Labor market stalls at subdued pace
- December’s jobs report underscores a labor market stuck in low gear, with job growth barely clearing its breakeven pace and the unemployment rate ticking lower. The economy added just 50,000 jobs in December, falling short of expectations and signaling a modest slowdown from November’s downwardly revised 56,000 gain. Combined with a cumulative 76,000 downward revision to prior months, the three-month average of nonfarm payrolls now stands at -22,000, highlighting a clear loss of momentum.
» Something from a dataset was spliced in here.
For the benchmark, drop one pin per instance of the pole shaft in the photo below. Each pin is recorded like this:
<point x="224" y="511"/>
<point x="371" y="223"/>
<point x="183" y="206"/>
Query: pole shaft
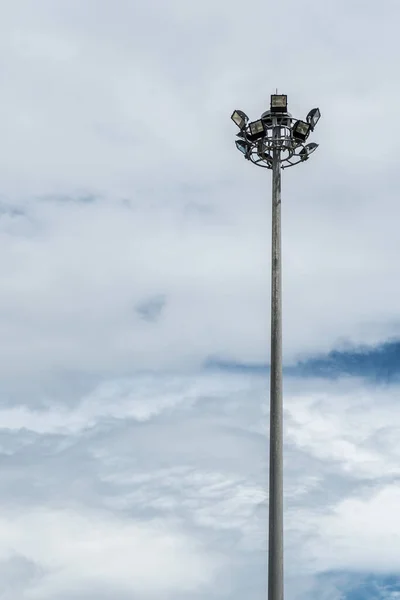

- In 2025, the economy added just 584,000 jobs – a stark slowdown compared to the 2 million gained in 2024 and the weakest annual increase outside a recession since 2003. The underlying fragility of the labor market becomes even more apparent when excluding healthcare and social assistance: without the sector, the economy would have lost 129,000 jobs last year. This highlights just how narrowly concentrated job growth has become. Throughout the year, persistent policy headwinds weighed on business sentiment and curtailed hiring, prompting many firms to remain cautious and prioritize cost control and flexibility in response to an unpredictable operating environment.
- December’s details reinforce this pattern of narrow job gains. The private sector added a mere 37,000 jobs, with robust gains in healthcare and leisure and hospitality masking pronounced weaknesses elsewhere. The goods-producing sector shed 21,000 jobs amid mounting headwinds, with employment losses across construction, manufacturing and mining. Service-providing industries added 58,000 jobs, driven by robust increases in healthcare and leisure and hospitality, while most other industries posted declines, led by the retail, transportation, and professional and business services sectors.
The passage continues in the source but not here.